The end of the standoff between the Lords and the Commons meant the Government of Wales Bill received its Royal Assent on Tuesday evening.
Changes to the assembly's structure and electoral system will be in place by next May's elections.
The bill allows AMs to make their own laws without going through Parliament.
First Minister Rhodri Morgan described the bill as a "very significant increase in powers" and said it would result in a much "meatier contest" at the next election.
"The four parties can draw up manifestos on the basis of what legislation they promise to pass if elected," he said.
"It means a much meatier contest because you'll have much meatier manifestos with more real chances in front of you."
The assent was announced in a brief statement in the House of Lords by a parliamentary clerk.
The bill would also prevent a "hostile" Welsh secretary in Westminster blocking the transfer of legislation to the assembly, the first minister added.
"This is to prepare for the day when we don't have the same parties in power in Cardiff as in Westminster."
Welsh Secretary Peter Hain described it as a "fantastically exciting day".
He said: "It will settle the constitutional argument on the future of Wales if not forever then for generations to come.

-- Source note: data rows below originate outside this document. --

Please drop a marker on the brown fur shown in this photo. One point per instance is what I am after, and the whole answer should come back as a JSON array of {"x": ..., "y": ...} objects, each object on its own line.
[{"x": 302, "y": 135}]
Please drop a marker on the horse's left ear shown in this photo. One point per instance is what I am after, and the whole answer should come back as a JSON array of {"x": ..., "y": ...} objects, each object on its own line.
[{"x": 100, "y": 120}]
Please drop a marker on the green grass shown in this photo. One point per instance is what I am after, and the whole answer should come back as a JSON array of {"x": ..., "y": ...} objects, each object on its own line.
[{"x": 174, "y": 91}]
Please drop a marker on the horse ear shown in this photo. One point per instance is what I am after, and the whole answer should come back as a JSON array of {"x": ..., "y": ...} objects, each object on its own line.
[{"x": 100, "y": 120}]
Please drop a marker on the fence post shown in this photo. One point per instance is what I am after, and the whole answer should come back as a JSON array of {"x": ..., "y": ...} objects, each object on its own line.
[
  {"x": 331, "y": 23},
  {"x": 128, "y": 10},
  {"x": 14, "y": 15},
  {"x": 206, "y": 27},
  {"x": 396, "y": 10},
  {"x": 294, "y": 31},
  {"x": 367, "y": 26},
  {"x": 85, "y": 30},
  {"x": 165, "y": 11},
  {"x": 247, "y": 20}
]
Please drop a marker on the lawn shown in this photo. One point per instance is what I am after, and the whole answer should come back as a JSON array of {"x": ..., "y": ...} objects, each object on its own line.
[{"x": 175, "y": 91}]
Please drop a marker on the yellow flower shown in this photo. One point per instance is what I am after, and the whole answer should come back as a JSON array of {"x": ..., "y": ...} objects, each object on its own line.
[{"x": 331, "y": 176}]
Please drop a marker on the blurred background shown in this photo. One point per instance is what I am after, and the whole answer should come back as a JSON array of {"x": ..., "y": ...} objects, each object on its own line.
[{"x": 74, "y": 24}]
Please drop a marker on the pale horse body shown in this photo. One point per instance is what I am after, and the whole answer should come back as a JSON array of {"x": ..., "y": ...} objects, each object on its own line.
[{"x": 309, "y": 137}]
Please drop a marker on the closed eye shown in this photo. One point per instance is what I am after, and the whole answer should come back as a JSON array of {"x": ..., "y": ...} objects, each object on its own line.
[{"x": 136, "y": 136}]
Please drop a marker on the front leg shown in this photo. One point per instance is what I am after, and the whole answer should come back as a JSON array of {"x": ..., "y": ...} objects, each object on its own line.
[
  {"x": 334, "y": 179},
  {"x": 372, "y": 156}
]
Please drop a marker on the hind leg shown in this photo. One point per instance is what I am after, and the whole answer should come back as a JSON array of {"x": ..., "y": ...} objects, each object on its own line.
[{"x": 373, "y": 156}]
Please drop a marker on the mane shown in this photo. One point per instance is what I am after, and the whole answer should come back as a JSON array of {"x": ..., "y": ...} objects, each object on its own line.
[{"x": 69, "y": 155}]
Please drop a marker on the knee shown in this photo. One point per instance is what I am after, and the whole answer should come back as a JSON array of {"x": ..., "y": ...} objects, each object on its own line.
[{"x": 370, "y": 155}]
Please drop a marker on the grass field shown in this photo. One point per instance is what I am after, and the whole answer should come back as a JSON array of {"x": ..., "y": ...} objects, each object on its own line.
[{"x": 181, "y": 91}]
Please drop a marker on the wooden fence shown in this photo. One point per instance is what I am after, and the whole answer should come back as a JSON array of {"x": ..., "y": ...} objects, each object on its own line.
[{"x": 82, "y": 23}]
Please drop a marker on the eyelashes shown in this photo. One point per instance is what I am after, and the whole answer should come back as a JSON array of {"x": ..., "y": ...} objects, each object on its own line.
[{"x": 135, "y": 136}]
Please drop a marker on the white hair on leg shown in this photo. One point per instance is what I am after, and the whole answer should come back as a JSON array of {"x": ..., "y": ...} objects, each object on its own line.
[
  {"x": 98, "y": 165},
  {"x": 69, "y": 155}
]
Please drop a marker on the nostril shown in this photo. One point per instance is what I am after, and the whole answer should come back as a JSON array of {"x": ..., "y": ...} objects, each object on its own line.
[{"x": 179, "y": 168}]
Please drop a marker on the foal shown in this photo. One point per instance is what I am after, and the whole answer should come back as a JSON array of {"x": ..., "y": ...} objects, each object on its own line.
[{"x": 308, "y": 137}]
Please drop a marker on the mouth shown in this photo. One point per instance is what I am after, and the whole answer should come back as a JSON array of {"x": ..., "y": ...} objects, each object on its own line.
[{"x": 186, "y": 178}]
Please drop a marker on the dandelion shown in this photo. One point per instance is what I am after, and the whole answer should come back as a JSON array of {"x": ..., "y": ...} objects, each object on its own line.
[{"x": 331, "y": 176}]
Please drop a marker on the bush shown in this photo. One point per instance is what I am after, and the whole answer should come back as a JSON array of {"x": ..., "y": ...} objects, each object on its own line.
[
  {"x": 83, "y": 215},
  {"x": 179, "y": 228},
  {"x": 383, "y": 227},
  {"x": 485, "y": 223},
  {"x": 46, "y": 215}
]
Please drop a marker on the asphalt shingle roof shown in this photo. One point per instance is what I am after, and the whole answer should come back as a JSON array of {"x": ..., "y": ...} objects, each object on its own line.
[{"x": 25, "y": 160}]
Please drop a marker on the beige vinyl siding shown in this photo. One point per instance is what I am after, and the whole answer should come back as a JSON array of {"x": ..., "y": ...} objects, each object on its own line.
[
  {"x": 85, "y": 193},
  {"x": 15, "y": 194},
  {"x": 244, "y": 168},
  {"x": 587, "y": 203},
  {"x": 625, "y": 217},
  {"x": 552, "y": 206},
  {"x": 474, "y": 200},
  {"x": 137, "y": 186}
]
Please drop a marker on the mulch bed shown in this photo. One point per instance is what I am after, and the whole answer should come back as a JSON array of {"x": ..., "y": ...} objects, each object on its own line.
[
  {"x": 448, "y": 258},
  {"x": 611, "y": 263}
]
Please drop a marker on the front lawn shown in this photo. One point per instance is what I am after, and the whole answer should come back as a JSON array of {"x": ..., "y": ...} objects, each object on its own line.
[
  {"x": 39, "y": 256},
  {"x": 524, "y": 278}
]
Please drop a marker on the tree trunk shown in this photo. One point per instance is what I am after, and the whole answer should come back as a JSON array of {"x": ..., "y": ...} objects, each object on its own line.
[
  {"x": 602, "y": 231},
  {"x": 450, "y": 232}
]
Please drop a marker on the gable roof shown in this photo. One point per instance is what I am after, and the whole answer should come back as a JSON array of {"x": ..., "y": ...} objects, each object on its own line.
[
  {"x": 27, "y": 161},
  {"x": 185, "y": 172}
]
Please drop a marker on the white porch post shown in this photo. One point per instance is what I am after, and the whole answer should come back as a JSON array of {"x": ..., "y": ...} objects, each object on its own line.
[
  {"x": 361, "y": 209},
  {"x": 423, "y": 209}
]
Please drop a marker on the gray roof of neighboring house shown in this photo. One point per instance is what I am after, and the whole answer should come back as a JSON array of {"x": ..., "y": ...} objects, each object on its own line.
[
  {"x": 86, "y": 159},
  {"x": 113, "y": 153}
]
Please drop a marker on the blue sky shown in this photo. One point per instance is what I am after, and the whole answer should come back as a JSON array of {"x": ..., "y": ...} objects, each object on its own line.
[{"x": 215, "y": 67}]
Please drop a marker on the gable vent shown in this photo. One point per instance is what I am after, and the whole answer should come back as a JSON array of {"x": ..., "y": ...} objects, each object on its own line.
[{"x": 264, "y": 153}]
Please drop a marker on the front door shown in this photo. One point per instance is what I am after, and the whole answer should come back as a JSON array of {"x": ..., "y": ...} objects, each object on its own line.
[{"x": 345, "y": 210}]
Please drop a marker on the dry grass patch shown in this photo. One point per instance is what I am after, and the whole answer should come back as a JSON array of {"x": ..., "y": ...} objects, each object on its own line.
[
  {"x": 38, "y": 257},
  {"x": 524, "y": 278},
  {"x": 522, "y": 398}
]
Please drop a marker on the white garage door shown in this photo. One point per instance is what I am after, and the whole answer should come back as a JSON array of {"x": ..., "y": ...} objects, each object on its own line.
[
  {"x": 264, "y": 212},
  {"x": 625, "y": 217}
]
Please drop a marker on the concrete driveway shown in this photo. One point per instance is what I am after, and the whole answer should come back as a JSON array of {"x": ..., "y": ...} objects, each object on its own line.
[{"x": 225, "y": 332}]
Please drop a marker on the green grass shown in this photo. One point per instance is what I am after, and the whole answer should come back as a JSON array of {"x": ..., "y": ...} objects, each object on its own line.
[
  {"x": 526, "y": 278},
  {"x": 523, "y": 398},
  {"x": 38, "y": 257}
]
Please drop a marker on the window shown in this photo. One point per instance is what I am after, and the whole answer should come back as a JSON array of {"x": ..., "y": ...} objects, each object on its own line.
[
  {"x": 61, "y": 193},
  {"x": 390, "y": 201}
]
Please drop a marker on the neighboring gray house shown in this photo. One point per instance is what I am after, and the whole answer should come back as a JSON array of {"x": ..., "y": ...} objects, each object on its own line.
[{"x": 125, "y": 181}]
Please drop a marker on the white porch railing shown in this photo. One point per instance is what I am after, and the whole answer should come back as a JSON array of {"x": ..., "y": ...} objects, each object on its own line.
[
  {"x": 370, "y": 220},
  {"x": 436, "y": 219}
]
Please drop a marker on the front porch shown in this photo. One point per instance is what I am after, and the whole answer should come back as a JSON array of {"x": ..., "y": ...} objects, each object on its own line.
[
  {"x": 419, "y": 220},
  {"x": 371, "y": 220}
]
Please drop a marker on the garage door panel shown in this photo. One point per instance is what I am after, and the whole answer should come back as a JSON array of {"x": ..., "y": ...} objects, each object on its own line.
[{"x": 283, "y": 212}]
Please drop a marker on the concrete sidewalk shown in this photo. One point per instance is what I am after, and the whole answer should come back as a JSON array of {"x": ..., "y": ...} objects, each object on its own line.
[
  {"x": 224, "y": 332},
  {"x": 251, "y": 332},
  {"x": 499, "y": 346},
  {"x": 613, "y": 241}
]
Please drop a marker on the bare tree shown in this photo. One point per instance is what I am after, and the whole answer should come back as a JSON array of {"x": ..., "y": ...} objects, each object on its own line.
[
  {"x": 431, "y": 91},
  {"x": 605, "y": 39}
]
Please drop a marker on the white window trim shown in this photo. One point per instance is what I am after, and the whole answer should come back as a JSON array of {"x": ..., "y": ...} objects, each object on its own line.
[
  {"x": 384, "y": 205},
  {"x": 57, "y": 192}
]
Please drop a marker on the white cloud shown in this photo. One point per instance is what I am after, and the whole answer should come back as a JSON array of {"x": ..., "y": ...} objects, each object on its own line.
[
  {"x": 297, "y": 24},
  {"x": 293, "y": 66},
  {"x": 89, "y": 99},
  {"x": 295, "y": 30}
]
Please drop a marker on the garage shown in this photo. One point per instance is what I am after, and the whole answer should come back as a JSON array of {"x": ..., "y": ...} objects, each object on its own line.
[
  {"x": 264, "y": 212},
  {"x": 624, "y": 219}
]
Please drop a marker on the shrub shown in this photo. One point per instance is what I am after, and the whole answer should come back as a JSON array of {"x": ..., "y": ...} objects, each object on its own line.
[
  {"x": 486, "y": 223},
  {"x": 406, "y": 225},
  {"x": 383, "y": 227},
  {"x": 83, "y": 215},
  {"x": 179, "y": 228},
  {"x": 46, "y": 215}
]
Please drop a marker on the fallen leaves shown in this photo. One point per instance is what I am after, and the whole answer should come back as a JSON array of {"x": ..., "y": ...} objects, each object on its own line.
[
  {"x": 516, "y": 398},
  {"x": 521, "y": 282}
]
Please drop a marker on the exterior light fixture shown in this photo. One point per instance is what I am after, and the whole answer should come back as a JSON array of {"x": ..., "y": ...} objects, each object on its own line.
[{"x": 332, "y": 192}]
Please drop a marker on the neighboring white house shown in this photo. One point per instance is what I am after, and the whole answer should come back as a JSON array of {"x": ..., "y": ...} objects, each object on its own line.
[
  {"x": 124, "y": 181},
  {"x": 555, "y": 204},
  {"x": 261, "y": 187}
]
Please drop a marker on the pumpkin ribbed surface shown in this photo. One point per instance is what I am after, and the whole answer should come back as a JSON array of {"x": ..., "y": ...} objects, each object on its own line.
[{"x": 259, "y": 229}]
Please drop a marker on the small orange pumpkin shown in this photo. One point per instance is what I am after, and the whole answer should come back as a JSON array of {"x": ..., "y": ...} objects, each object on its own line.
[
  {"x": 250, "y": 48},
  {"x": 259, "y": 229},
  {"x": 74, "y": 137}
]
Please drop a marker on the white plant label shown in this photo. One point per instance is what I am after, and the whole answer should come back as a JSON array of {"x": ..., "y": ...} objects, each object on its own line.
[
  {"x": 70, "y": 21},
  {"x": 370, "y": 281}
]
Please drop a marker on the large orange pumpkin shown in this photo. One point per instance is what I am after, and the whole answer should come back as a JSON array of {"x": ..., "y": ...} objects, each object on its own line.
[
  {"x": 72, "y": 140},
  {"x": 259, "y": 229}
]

"In this bill is the prospect of full law-making powers, Scottish style, if a referendum is triggered to produce it.
"More and more decisions will come down to the assembly."
Instead of waiting for full bills to be drawn up in parliament, AMs will be able to make their own legislation - to be known as assembly measures - in areas it holds responsibility for.
There is also provision for an eventual move to full law-making powers, but only following a referendum.
The bill has been controversial, and opposition peers had altered several key parts in a series of defeats for the government.
Most controversial had been a proposed ban that would prevent candidates standing in both regional and constituency seats in assembly elections.
Critics said it was unfair and designed to make life harder for the opposition parties.
But the government insisted that the ban was a manifesto commitment and refused to back down.
There had been other changes imposed by the Lords on the political balance of the assembly's committees and the body which will run the institution in future, the Assembly Commission.
Peers changed the bill to include a name-change for the proposed Audit Committee, and to limit the secretary of state's role in any referendum on full law-making powers.
The government compromised on the committees and the commission and reassured peers that the bill was not intended to give a future Welsh secretary power to veto the assembly.
Liberal Democrat peer Lord Livsey of Talgarth said: "This bill will not give Wales the powers it needs or deserves."
Plaid Cymru leader Ieuan Wyn Jones said: "The secretary of state will still have an absolute veto over the assembly's proposals which will make things very difficult when there are two different parties in power in Westminster and Cardiff."
And Shadow Welsh secretary Cheryl Gillan said: "The Government of Wales Bill was a missed opportunity for all political parties to work together in the best interests of the assembly and the people it serves."